The palace beyond the fields stretched out with open and airy architecture.  Sakura walked beneath a pergola entwined with wisteria, down the brick paved corridor that led to the entrance of Hade's palace.   At the corridor's end, the peach trees that framed the portico were blooming.  Sakura pulled open the heavy door and entered.

            The interior was nothing like Priestess Sakura had expected.  Cold slate and granite would have suited the Lord of the Underworld's reputation, but the palace entryway was brightly lit with windows that spilled warm sunlight across the terra cotta floor.  Sakura walked cautiously down the hallway, seeking the throne room that would be jarringly out of place with the décor.  Among the furnishings were tables of richly dark wood that held bowls and baskets of pomegranites and golden apples.  The rooms held the presence of home, albeit the home of a god, with lavish accents like the fig-sized rubies that were piled around the base of an arrangement of dried strawflowers.  Yet the villa seemed uninhabited.  Sakura found a cooking area, a dining area, and a bedroom with doors that opened to a garden.  She walked past the bed that looked recently slept in, its crisp white sheets spilling carelessly to the floor, and out through the doors.

            There was an orchard beyond the patio: pomegranite, quince, persimmon, and fig.  Water splashed and danced in a fountain, sending up droplets that made a rainbow path, should Iris ever choose to visit this realm.  At first, Sakura thought that the giggling sounds she was hearing also came from the fountain.  When she realized that the sounds of mirth were coming from within the orchard, she sought their source with curiousity.

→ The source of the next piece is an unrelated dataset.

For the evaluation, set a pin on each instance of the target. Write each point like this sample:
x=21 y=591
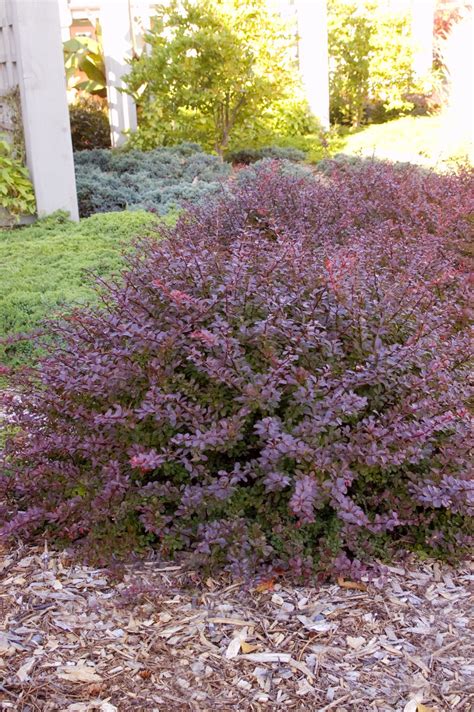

            Lord Eros lay with his head in the lap of the dark god while Lord Hades playfully fed the Erote fat Medjool dates.  The god of the Underworld carefully picked the fruit free of its pit before holding it teasingly to Yukito's lips.  Lord Eros was giggling, and Touya was answering with his own low laugh.  Watching them, Priestess Sakura felt herself coloring as pink as her robes.

            They continued to be completely unaware of her presence, and Sakura was paralyzed with indecision.  She was already standing in the sunlight, in full view, but their attentions were locked only on each other.  She tried to make a noise, and succeeded only in a small squeak.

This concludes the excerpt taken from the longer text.